Embalados pela lenda da Cucagna, país imaginário, para usar expressão popular, os italianos comeram o pão que o diabo amassou, mas forjaram mentalidade vencedora. O que chamam hoje de empreendedorismo. Eles são bom nisso. E basta olhar ao redor para conferir que produziram boas lições. Conhecer o roteiro da gente da terra é tão bom quanto comer uma uva fina ou beber um bom vinho ou espumante da região. Até porque é uma gente hospitaleira, com culinária farta e deliciosa.

O roteiro pode começar pela Casas Bonnet, de pedra, erguida pelo francês Henri Bonnet que fez dela uma pousada para os imigrantes. Há 60 anos a casa pertence à família Tonieto. Nos Caminhos da Colônia encontram-se as cantinas Zanrosso e Tonet, onde o turista pode degustar e comprar vinhos de boa qualidade, além de produtos da colônia.
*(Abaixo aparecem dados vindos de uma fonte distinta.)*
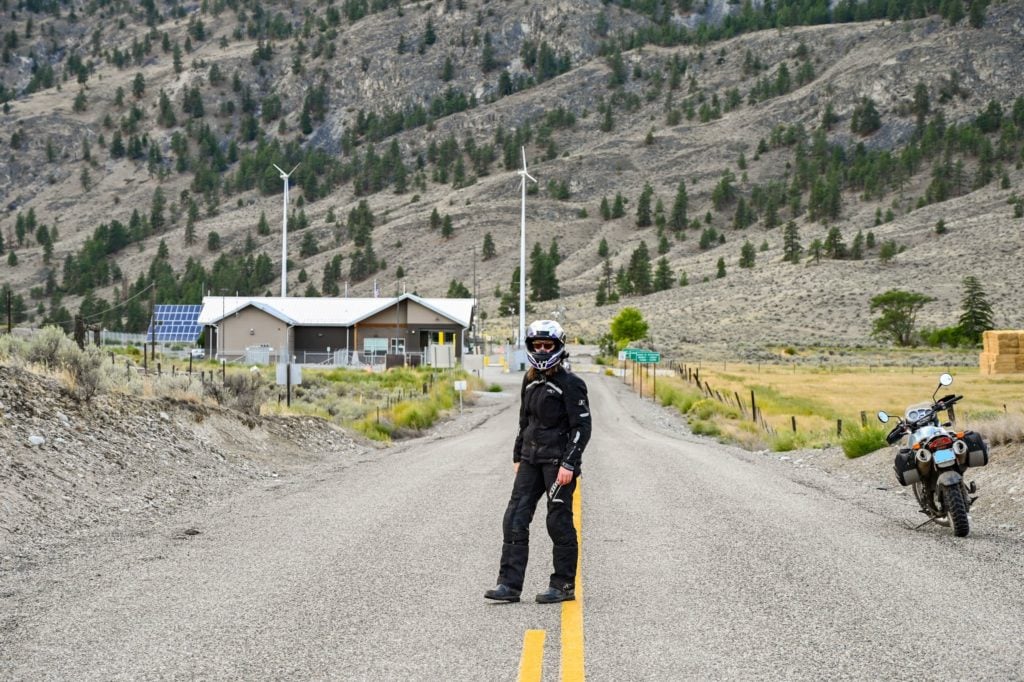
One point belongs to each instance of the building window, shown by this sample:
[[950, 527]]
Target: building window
[[375, 346]]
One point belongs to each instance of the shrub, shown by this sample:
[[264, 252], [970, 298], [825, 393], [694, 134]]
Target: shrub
[[676, 396], [414, 414], [10, 347], [861, 440], [45, 347], [997, 428], [370, 427], [700, 427], [783, 441], [708, 408], [85, 371]]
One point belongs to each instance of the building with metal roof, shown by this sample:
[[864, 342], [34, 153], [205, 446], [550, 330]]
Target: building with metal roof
[[338, 331]]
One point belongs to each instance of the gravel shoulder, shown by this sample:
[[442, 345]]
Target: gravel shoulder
[[999, 508]]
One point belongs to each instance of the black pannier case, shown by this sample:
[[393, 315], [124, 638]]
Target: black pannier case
[[906, 467], [977, 450]]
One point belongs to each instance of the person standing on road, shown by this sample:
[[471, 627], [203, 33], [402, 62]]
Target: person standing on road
[[554, 429]]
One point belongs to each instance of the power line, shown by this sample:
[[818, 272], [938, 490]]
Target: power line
[[122, 303]]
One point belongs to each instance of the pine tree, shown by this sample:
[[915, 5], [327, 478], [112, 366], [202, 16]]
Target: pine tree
[[639, 270], [488, 247], [857, 248], [678, 219], [664, 278], [748, 254], [619, 207], [643, 206], [814, 251], [458, 290], [553, 254], [834, 246], [977, 315]]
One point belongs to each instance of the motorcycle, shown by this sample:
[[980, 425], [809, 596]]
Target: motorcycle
[[934, 458]]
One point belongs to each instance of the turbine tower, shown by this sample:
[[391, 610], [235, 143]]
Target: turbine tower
[[284, 233], [522, 253]]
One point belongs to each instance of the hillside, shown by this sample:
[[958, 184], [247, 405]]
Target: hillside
[[687, 113]]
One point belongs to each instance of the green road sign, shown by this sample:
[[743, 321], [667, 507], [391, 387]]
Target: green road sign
[[647, 356]]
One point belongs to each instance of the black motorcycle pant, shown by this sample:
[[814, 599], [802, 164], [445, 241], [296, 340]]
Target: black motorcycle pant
[[532, 482]]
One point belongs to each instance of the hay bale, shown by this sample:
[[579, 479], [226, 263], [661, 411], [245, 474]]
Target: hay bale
[[1003, 341], [989, 364]]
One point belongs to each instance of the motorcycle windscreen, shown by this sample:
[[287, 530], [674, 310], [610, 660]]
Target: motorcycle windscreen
[[944, 458]]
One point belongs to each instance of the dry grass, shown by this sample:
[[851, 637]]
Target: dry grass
[[817, 398]]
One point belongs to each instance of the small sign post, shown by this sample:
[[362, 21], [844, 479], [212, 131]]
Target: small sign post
[[460, 386]]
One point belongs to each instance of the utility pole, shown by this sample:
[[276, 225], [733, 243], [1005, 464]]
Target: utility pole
[[520, 345], [153, 322], [284, 233]]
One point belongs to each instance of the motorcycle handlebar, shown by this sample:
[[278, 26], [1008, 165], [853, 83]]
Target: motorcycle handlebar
[[896, 434]]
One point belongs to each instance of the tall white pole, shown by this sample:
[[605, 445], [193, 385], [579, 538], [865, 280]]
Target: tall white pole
[[522, 255], [284, 233]]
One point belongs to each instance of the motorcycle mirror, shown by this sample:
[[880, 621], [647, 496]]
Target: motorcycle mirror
[[944, 380]]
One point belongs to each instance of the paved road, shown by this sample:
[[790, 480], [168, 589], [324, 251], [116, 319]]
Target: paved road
[[698, 562]]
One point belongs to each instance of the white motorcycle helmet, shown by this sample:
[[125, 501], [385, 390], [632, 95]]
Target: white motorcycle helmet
[[541, 331]]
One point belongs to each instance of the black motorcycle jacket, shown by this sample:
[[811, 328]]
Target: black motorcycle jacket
[[554, 419]]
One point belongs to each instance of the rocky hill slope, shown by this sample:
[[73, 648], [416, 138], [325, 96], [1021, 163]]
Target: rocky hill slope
[[654, 135], [72, 470]]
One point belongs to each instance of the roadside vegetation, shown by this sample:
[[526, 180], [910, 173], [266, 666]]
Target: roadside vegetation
[[381, 406], [801, 407]]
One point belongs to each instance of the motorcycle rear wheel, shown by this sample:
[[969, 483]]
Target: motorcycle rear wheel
[[952, 500]]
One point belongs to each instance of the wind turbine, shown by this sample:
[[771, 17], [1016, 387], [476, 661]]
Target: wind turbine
[[522, 253], [284, 233]]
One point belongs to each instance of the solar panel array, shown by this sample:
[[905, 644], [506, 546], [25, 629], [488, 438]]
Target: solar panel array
[[175, 324]]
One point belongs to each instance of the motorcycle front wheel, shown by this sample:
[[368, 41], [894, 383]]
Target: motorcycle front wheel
[[955, 505]]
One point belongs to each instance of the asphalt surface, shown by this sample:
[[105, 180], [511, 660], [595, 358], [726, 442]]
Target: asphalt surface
[[699, 561]]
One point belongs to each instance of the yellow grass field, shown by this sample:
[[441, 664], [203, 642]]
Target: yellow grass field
[[819, 396]]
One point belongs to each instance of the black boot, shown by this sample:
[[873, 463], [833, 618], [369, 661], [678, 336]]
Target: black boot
[[503, 593], [554, 595]]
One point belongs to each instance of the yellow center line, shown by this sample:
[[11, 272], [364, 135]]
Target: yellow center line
[[531, 661], [571, 665]]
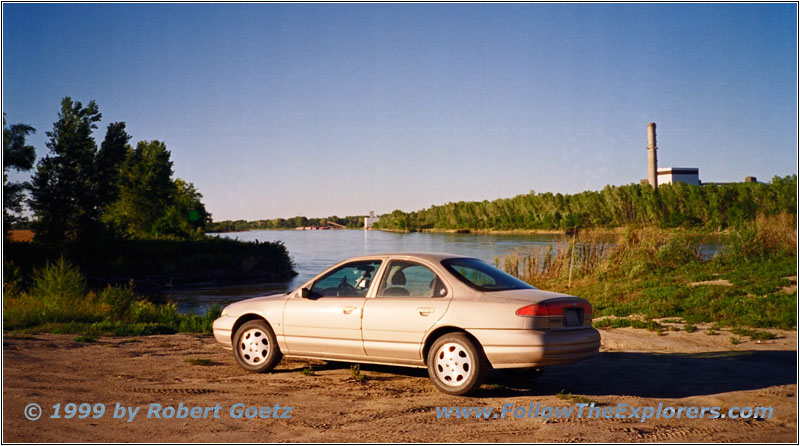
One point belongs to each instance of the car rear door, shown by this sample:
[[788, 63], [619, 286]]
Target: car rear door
[[394, 323]]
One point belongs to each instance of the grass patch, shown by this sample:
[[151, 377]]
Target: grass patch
[[755, 335], [59, 302], [622, 322], [575, 398], [650, 273], [356, 375], [84, 338], [202, 361]]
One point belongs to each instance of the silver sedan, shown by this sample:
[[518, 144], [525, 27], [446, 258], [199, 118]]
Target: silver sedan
[[453, 315]]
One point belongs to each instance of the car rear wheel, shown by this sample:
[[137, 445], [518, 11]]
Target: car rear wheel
[[456, 365], [255, 347]]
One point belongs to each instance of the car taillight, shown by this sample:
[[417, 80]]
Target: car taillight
[[552, 308]]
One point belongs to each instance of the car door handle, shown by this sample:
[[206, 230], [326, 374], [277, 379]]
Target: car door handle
[[348, 310], [424, 311]]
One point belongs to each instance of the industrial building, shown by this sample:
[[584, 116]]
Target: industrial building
[[671, 175], [666, 175]]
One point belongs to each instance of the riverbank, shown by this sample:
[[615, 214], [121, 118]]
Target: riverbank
[[155, 265], [395, 404], [751, 282]]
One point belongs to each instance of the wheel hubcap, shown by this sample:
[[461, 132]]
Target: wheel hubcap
[[453, 364], [253, 346]]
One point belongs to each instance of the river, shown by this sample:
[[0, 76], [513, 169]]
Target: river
[[314, 251]]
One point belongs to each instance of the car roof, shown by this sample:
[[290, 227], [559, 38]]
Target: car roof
[[429, 256]]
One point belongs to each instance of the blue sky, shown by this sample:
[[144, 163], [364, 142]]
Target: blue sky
[[277, 110]]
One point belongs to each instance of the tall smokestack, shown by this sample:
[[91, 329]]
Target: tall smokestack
[[652, 161]]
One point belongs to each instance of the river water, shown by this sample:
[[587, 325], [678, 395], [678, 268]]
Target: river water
[[314, 251]]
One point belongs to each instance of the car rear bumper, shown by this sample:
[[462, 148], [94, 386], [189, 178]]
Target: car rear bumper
[[534, 348], [222, 330]]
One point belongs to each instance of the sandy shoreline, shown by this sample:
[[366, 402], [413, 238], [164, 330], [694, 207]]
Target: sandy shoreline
[[634, 367]]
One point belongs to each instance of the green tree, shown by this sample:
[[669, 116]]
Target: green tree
[[19, 156], [145, 189], [186, 216], [63, 192], [108, 162]]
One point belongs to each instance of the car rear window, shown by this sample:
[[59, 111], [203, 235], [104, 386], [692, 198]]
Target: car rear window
[[482, 276]]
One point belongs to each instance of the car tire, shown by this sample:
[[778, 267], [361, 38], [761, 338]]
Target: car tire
[[456, 364], [255, 347]]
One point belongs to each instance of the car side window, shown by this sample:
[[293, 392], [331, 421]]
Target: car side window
[[404, 278], [350, 280], [475, 276]]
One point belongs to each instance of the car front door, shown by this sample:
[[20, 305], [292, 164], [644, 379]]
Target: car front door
[[328, 321], [410, 299]]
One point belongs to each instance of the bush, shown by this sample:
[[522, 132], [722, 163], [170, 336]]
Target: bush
[[58, 302]]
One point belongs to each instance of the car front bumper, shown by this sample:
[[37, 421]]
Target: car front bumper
[[535, 348]]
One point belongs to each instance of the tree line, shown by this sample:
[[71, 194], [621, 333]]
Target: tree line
[[708, 207], [81, 191], [351, 222]]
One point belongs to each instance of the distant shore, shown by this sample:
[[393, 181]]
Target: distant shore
[[586, 231]]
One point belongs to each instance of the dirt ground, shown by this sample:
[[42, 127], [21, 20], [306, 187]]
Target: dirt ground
[[636, 367]]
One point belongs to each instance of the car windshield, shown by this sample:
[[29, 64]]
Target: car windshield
[[482, 276]]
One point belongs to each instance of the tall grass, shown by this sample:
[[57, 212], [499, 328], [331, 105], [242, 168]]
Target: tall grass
[[58, 301], [660, 273]]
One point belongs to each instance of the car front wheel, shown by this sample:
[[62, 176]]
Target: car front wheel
[[255, 347], [456, 364]]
Há ainda o roteiro Ana Rech, que leva ao Castelo Lacave, réplica de castelo medieval, com salas temáticas, restaurante e adega. No centro da cidade, é obrigatória visita à Igreja São Pelegrino com suas portas de bronze, murais e quadros de Aldo Locatelli, além de réplica da Pietá, de Miche,langelo.

Uma passagem pela Casa de Pedra ajuda a conhecer a vida do imigrante italiano no século 19 e os seus instrumentos de trabalho. O Monumento Nacional ao Imigrante, inaugurado em 1954 por Getúlio Vargas, durante a Festa da Uva daquele ano, é outro ponto obrigatório. Na parte externa, ostenta bela escultura de 4,5 metros de altura, que retrata a luta dos imigrantes; o interior tem abundantes documentos, além de instrumentos dos imigrantes. A religiosidade dos imigrantes, de maioria católica, pode ser encontrada nos mais variados pontos da cidade, com destaques para a Catedral Santa Tereza de Ávila, no centro, e o Cristo do Terceiro Milênio, busto com 21 metros de altura em argamassa armada, do artista Bruno Segalla. E para o olhar atento, Caxias do Sul tem muito mais. É só ir e conferir.

O jornalista viajou a convite da Comissão Comunitária da Festa da Uva.